Tips for Saving on Gas at the Pump and on the Road

The spring and summer are prime seasons to take a road trip — and no doubt some folks in our area already have their routes planned, their cars and campers ready and can’t wait to hit the open road after another long winter. Roadtrippers, however, face a challenge right now: Gas prices have never been higher in the United States.

Normally the price of gas climbs when summer fuel blends that reduce emissions are introduced in the spring. But last year, crude oil and gas prices failed to dip at all before the spring run up. Plus, right now, the war in Ukraine and sanctions on major oil exporter Russia, the accompanying global supply shortages and general inflation have caused gas prices to skyrocket.

There are many ways for you to save money on the overall cost of any road trip, including by adjusting your itinerary, where you stay and eat out, etc. But aside from that, there are simple ways to directly save money on gas.

Be Strategic

First, be strategic about where you fill up your tank. Gas prices have risen everywhere, but the retail cost of fuel can vary significantly, even at stations across the road from each other. Fuel prices also differ by region, state-to-state and within states. In Washington state, for example, drivers filling up in the Seattle-Tacoma metro area pay some of the highest gas prices in the country, but gas tends to be cheaper in central and eastern Washington.

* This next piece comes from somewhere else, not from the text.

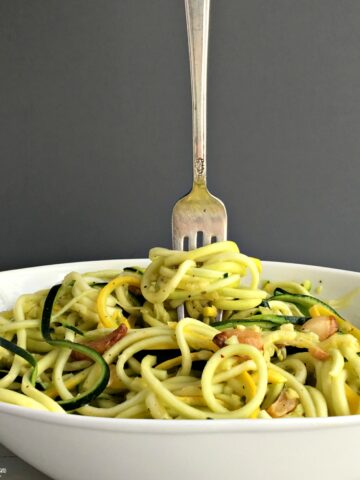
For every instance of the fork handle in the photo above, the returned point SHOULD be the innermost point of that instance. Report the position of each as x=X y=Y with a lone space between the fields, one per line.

There are always exceptions on the road. The price of gas is usually higher in a remote area that sees a big influx of seasonal tourists — such as a small gateway community to a national park or popular attraction. The reasons for local gas-price differences are complex, but the key point is that prepared road trippers can give themselves a choice to fill up where the cost is the lowest.

So, plan to fill your tank (or top up) in areas where the average cost fuel is cheaper. Go to AAA’s gas prices tracker page, which publishes the daily average cost of fuel by county. Mark out the area along your route where the average cost is lowest and aim to fill up there. Alternatively, check for the cheapest gas near you on the AAA Auto Club app. Plus, AAA members can receive a discount on gas at Shell stations.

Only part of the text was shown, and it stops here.